By Stephanie L. McKinney, PhD, Contributing Writer

13 of 14

Stalin Dies
Picture of Stalin, after his death, lying in state in the hall of Trade Union House, Moscow.

Soviet Communist leader Joseph Stalin lying in state in the hall of Trade Union House, Moscow. (March 12, 1953)

(Photo by Keystone/Getty Images)

Rebuilding and One Last Purge

In his final years, Stalin tried to reshape his image to that of a man of peace. He turned his attention to rebuilding the Soviet Union and invested in many domestic projects, such as bridges and canals – most were never completed.
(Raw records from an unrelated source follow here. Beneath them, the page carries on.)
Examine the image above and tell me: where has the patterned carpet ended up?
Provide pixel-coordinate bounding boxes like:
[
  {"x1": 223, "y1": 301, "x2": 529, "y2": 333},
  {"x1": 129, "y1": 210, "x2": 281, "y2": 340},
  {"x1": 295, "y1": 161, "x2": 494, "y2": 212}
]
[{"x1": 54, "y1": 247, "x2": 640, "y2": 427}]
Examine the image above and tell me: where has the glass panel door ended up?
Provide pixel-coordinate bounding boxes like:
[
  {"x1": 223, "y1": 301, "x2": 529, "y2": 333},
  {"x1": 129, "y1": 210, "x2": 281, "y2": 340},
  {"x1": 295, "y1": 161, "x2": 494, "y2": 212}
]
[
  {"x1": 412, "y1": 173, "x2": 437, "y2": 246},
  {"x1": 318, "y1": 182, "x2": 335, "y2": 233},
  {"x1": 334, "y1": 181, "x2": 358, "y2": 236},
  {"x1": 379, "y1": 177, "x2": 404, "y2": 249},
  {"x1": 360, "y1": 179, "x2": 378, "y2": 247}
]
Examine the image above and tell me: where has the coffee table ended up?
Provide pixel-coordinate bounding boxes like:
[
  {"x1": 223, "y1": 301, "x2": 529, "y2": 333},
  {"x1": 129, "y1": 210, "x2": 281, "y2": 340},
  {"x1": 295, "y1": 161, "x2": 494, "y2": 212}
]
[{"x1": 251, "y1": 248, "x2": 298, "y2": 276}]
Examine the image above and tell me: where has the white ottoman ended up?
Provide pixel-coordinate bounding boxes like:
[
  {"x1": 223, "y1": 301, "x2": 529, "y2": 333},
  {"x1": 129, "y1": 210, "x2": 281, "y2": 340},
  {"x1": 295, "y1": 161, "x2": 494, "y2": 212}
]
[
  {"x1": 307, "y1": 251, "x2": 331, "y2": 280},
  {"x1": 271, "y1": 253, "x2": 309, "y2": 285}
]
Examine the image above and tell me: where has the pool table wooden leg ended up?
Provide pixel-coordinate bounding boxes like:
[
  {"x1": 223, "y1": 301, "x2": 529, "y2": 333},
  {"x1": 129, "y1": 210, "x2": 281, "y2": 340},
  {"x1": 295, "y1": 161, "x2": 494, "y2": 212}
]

While he was writing his Collected Works in an attempt to define his legacy as an innovative leader, evidence suggests that Stalin was also working on his next purge, an attempt to eliminate the Jewish population that remained in Soviet territory. This never came to pass since Stalin suffered a stroke on March 1, 1953 and died four days later.

Embalmed and Put on Display

Stalin maintained his cult of personality even after his death. Like Lenin before him, Stalin’s body was embalmed and put on public display. In spite of the death and destruction he inflicted upon those he ruled, Stalin’s death devastated the nation. The cult-like loyalty he inspired remained, although it would dissipate in time.